See Total Instagram Messages and the Number of Unique Authors
The total number of Instagram messages in a given time period can be determined, as well as the number of unique authors who created the messages. This gives you an idea of the vitality of a particular hashtag or keyword topic: fewer unique authors may mean the people creating the messages are more influential and have a large reach.

Monitoring Messages Per Hour
The number of messages per hour gives you an idea of the velocity or volume that a topic in Instagram has. A number that’s off the charts means it’s hot, hot, hot!

How many times are users interacting and engaging with the topic? This is another indication of how important and viral the topic is.

Top Followers
The top influencers who are following the hashtag or keyword. This information could be used to create a campaign that would engage people who have a wider social reach, or help a brand reach out to people who are “ambassadors” of their brand.
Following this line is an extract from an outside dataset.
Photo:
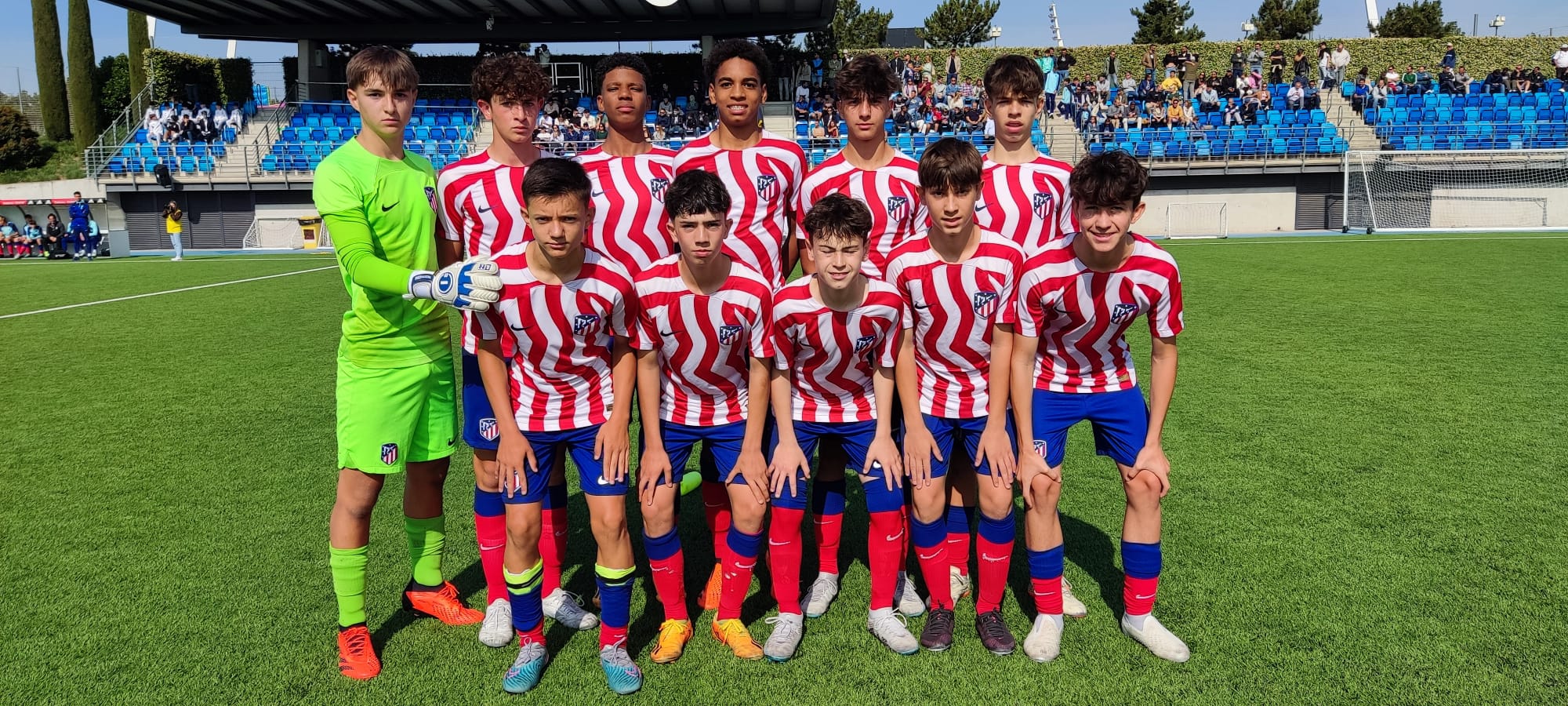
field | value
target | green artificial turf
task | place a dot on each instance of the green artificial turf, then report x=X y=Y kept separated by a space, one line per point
x=1367 y=508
Are users perceiving the message or image as positive or negative? Sentiment gives a quick snapshot of how favourable a topic is with an audience. It may also indicate customer dissatisfaction or “social proof”.

Message Type
Another viral indicator. How are messages created? Are the messages original, or are a large portion of them shared? More sharing might indicate more novelty, whereas more original messages could mean more participation.

Volume Over Time
What are the anomalies over time? Instagram messages may peak on certain days or fall off during business hours. Sentiment over time lets you determine when messages are most positive or negative.

Top Hashtags
Top hashtags indicate what hashtags you should use to target users, especially if they have a high popularity or high positive rating. Hashtag clouds give more information about the terms used around the topic and also highlights their importance relative to each other.

Top Influencer
Who the major influencers of the topic are users who can make the biggest impact in affecting the overall tone of the messages. Influencers can be ranked by users with the highest number of followers, or users with most authorship on the messages.

What are the most impactful messages? Instagram messages panels (in real time) show the latest Instagram pictures and messages with hashtags and then filters them by recency, which messages were shared the most, and which messages are most favorited. A great way to see exactly what is going on and see what people are posting and engaging with as it happens!